N’y a-t-il pas eu sur Internet des faits d’apologie au crime contre David Hamilton? N’y a-t-il pas eu, contre David Hamilton, provocation à la haine et à la violence en raison de l’orientation sexuelle? J’entends par là: en raison de son orientation sexuelle présumée par ses accusateurs et ses censeurs. Des gens, des « blogueurs », des journalistes ne l’ont-ils pas traité, noir sur blanc, de « violeur » ou de « pédophile »? Ne s’agit-il pas là d’orientations sexuelles? Or, David Hamilton a-t-il jamais été condamné pour de tels délits? (La réponse est: non). A partir de là, le traiter de « violeur » ou de « pédophile » n’était-il pas une provocation à la violence en raison de son orientation sexuelle présumée?

A supposer même que David Hamilton ait été coupable de quoi que ce soit, c’était à la seule Justice de l’établir, pas aux « justiciers » anonymes d’Internet. Même si ces derniers regrettent les temps du Far West. Ou même si la télévision a hélas donné, depuis des années, de tristes et fameux exemples de « lynchages médiatiques ».

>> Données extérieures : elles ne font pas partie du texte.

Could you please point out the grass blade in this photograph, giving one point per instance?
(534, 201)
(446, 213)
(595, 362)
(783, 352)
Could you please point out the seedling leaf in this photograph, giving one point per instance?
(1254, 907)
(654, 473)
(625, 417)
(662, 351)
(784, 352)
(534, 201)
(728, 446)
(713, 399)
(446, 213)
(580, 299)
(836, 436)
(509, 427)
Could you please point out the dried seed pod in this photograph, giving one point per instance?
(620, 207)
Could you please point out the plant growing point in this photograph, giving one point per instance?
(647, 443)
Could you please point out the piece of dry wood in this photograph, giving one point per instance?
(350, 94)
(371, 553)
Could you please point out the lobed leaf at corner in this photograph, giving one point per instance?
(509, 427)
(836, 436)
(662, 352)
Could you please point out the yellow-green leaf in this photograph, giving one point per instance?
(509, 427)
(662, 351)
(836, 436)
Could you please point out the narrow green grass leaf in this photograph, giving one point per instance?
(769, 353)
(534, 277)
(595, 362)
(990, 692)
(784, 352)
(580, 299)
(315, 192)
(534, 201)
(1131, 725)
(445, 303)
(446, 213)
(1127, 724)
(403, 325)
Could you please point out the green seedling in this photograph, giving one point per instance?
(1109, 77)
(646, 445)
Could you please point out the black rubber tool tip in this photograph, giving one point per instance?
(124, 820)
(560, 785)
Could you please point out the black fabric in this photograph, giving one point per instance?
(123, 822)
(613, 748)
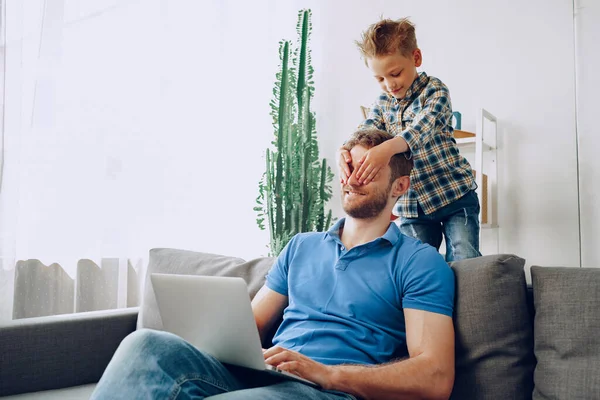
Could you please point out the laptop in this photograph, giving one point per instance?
(214, 315)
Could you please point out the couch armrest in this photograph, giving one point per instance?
(60, 351)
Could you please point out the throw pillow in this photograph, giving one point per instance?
(173, 261)
(567, 332)
(494, 332)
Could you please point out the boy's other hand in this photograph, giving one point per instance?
(372, 162)
(344, 161)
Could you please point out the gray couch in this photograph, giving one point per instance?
(512, 342)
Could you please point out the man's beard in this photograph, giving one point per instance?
(371, 208)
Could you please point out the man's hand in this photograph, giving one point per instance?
(344, 162)
(372, 162)
(298, 364)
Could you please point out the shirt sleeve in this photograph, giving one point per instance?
(428, 283)
(437, 110)
(375, 118)
(277, 278)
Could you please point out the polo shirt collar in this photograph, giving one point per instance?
(392, 235)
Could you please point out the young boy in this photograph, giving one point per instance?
(416, 109)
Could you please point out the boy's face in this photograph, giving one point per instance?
(395, 72)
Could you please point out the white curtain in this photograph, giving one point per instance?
(131, 125)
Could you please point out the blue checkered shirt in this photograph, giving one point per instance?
(423, 118)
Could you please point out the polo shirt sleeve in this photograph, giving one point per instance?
(428, 283)
(277, 278)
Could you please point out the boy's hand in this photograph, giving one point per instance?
(344, 160)
(372, 162)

Voulez-vous que je vous fasse une liste, sur les « forums » d’octobre et novembre 2016, des propos (et parfois des menaces de mort) contre David Hamilton? J’engage les lecteurs de ce blog, comme moi, à les chercher et à les recenser.

Si un (ou des?) internaute(s) se réjoui(ssen)t vraiment de la mort de ce policier, Xavier Jugelé, à cause  de son « engagement », comme l’écrit la presse, « pour la cause LGBT », c’est fort répréhensible.

Mais David Hamilton, par exemple avec « Bilitis », n’a-t-il pas beaucoup fait, lui aussi, pour la cause homosexuelle, ou pour la liberté des moeurs?

Plusieurs syndicats de policiers ont protesté, dit-on, au sujet des commentaires injurieux visant feu Xavier Jugelé. On les comprend.

On aimerait aussi comprendre pourquoi aucun ami de David Hamilton, aucun collègue de David Hamilton, aucun avocat de David Hamilton, aucun avocat tout court (à l’exception notable de Régis de Castelnau dans Causeur), aucun ministre de l’Intérieur n’a pris la défense de David Hamilton. Or, la loi étant égale pour tout le monde, l’article 40 du code de procédure pénale qui oblige toute administration ou fonctionnaire à signaler une infraction constatée devait, devrait et doit valoir également pour feu Xavier Jugelé et feu David Hamilton.